Although Kristi has pursued a career outside of the ski industry, she can’t help but pitch in around the lodge when she’s “home.” It’s in her blood, and her little boy’s.

“It’s been really amazing to watch how all the staff and guests have embraced the children,” said Kristi. “You have these young male tail guides who have really taken to them and love having the babies around. It feels like everything and everyone is so connected up here.”

That’s because it’s more than just the immediate family who have become part of this mum ’n’ pop operation. Many of the staff feel they’ve become part of Carolyn and Tom’s extended family.

Keaton says Carolyn puts together more than 15 Christmas stockings every year; and John points out the family vehicles are always available for staff to run errands. Carolyn and Tom’s home down in Vernon, about 45 minutes west of the trailhead access to the lodge in Cherryville, has an open-door policy even when they’re not around. It’s that kind of family dynamic and down-to-earth, rustic lodge that makes guests feel like they’re at home.

“There are lots of good cat-ski operations, but guests feel part of the experience here,” said Dutton, over a beer after the evening guide meeting. “We’re not super polished. And I know that our guests really like that.”

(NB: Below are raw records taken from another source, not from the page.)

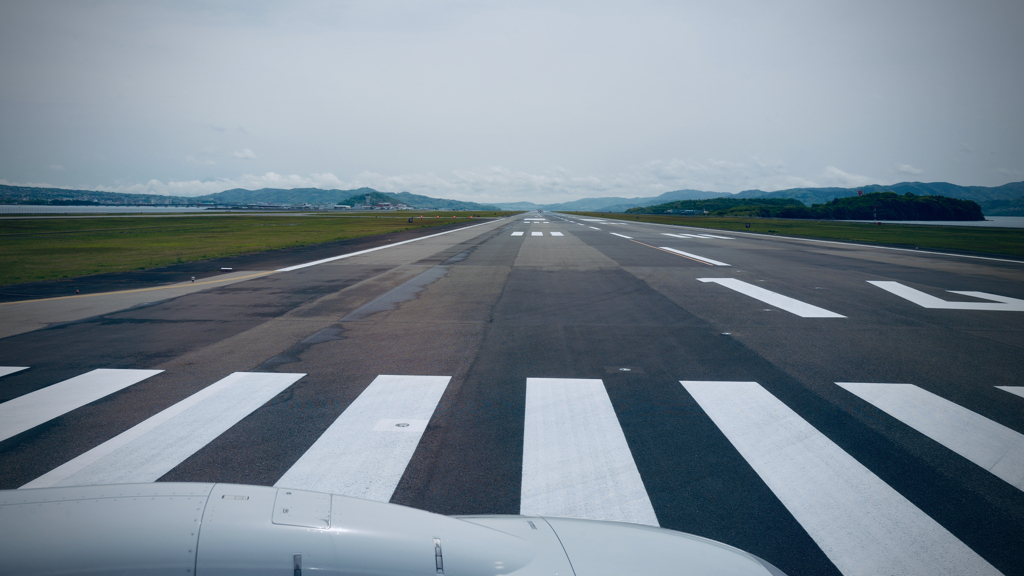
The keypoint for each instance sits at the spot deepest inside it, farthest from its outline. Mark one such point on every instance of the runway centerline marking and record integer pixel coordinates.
(792, 305)
(1019, 391)
(28, 411)
(858, 521)
(154, 447)
(990, 445)
(576, 460)
(360, 454)
(694, 256)
(1001, 303)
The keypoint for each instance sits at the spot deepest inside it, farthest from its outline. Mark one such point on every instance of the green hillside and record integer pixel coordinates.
(878, 205)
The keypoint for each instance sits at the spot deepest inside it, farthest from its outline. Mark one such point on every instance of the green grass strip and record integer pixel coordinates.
(34, 249)
(983, 240)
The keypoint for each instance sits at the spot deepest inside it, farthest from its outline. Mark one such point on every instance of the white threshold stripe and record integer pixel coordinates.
(990, 445)
(43, 405)
(792, 305)
(4, 370)
(858, 521)
(1019, 391)
(365, 452)
(927, 300)
(576, 461)
(694, 256)
(367, 251)
(155, 446)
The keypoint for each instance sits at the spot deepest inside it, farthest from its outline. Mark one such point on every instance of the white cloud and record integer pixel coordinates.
(836, 177)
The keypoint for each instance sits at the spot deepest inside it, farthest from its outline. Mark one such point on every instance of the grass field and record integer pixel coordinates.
(33, 249)
(1001, 241)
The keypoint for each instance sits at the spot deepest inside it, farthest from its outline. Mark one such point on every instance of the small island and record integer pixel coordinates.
(873, 206)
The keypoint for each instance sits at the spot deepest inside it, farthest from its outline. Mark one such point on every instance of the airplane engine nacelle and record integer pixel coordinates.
(226, 529)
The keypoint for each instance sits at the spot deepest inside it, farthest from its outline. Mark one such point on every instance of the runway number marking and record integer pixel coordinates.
(990, 445)
(43, 405)
(576, 461)
(858, 521)
(365, 452)
(792, 305)
(155, 446)
(1001, 303)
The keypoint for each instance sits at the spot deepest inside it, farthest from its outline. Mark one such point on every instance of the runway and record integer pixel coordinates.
(828, 407)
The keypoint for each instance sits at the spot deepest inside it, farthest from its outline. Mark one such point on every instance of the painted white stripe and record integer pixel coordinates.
(860, 523)
(33, 409)
(4, 370)
(1019, 391)
(576, 461)
(367, 251)
(926, 300)
(701, 258)
(793, 305)
(154, 447)
(366, 450)
(990, 445)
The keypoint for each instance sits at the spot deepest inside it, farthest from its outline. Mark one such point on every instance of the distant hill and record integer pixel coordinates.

With three guides in each cat, Monashee Powder is universally recognized as being among the best places to be mentored in the ski guiding industry. Dutton and mother-in-law, Carolyn, give credit to Karl Klassen, a veteran of the industry and senior member of both the Canadian Avalanche Association and Avalanche Canada. Klassen’s been working up at Monashee Powder for almost 15 years. Lodge manager Gary says that Klassen is at the forefront of the industry and that because of the academic work that Klassen is included in, the young tail guides learn ahead of the curve.

But as much as there is a collegial and family atmosphere that makes Monashee Powder unique, what ultimately keeps guests returning year after year is the snow. Carolyn says it doesn’t matter who you are up in the Monashees, what matters is the skiing. “We try to keep it democratic and real. We’re not hoity-toity. We really just want everyone to be themselves. I don’t care who you are, CEO or whatever. We’re into people who want to ski. Really, we’re about the snow. We get up early and we go skiing.”

Granny Carolyn could teach you a thing or two about how to powder your nose

Well, lucky for Carolyn, who never expected she’d run a ski lodge with her husband or that her two grandchildren would roam the halls, the Monashees have among the most consistent snowpacks in the world. And when you have outstanding snow and a devoted family, Monashee Powder offers the best of both worlds.